Final answer:
The potential difference across the plates of a capacitor is calculated using the formula V = Q/C, and the area of the plates can be deduced from rearranging the capacitor formula to A = C * d / ε₀, where C is the capacitance, d is the separation, and ε₀ is the vacuum permittivity.
Step-by-step explanation:
The student's question relates to a parallel-plate air capacitor, which is a concept in electrical physics. Specifically, they are asking how to find the potential difference between the plates of a capacitor when the charge and capacitance are known, as well as how to determine the area of the plates given the charge and potential difference.
To find the potential difference (V), you would use the formula V = Q/C, where Q is the charge on the plates and C is the capacitance.

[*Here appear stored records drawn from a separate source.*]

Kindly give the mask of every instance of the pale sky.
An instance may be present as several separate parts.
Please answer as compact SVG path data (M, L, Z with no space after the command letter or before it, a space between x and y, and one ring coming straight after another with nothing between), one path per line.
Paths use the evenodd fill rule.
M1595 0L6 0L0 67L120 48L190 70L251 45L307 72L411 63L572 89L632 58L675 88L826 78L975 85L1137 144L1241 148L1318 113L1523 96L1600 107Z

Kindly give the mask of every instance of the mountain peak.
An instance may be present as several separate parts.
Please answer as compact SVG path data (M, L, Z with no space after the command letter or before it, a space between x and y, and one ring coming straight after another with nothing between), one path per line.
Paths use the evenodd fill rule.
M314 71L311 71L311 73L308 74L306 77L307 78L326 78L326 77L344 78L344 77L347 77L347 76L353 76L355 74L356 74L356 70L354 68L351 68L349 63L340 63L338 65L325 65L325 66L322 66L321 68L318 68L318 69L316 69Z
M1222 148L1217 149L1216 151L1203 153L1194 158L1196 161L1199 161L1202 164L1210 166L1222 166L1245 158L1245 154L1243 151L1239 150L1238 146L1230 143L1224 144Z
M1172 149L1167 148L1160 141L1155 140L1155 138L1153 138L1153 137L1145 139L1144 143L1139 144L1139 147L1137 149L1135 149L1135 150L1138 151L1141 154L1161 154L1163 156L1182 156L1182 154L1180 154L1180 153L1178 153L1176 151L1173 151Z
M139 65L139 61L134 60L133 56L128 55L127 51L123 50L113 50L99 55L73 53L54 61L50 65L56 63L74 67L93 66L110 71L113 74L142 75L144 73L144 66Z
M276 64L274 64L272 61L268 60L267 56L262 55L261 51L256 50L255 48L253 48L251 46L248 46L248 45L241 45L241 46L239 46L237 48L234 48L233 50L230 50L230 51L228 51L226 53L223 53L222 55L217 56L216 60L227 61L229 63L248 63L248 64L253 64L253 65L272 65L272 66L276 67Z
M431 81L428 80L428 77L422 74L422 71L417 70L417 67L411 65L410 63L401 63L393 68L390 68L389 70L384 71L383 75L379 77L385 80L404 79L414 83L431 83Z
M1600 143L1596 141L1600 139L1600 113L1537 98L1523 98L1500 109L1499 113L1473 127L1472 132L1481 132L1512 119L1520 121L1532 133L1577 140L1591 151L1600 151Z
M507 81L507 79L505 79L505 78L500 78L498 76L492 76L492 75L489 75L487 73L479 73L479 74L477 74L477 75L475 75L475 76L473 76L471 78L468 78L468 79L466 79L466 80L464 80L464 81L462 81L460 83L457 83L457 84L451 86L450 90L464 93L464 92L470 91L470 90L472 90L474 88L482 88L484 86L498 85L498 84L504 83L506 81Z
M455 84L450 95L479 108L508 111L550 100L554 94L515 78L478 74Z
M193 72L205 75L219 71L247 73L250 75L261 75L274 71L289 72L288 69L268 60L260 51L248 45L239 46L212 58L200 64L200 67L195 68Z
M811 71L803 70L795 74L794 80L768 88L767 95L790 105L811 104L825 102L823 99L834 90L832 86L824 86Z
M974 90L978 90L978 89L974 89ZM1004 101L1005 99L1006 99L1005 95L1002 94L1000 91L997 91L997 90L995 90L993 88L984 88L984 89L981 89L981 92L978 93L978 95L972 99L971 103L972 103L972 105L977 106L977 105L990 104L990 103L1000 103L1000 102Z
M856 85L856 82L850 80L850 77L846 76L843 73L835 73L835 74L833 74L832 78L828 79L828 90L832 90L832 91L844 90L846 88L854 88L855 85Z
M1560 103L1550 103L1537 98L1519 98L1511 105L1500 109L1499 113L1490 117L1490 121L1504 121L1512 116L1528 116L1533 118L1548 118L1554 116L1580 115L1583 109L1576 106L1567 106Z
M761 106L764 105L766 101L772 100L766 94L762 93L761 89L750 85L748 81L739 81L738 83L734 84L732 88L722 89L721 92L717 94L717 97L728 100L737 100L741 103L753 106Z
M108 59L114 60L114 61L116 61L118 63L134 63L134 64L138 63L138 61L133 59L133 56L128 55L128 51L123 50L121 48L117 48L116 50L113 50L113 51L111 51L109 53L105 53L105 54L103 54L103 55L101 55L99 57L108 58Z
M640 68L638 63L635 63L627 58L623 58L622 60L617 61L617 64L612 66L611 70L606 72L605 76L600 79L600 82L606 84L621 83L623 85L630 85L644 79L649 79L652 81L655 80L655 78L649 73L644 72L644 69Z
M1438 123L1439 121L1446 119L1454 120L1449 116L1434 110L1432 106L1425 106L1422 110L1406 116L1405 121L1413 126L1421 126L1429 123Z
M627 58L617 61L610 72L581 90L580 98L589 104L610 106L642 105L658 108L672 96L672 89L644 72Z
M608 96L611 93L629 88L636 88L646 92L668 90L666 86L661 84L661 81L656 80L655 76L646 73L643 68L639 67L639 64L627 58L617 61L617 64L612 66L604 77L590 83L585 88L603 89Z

In the example, the capacitance (C) is 252 pF (picoFarads) and the charge (Q) is 0.160 μC (microCoulombs), which can be converted into common units and then used to calculate V.
As for determining the area of the plates (A) given the charge (Q) and potential difference (V), you would rearrange the capacitor formula (C = ε₀(A/d)) where ε₀ is the vacuum permittivity, A is the area of the plate, and d is the distance between the plates. Solving for A, the area equation becomes A = C * d / ε₀. You'd use the given values for C and d along with the known value of ε₀ to calculate A.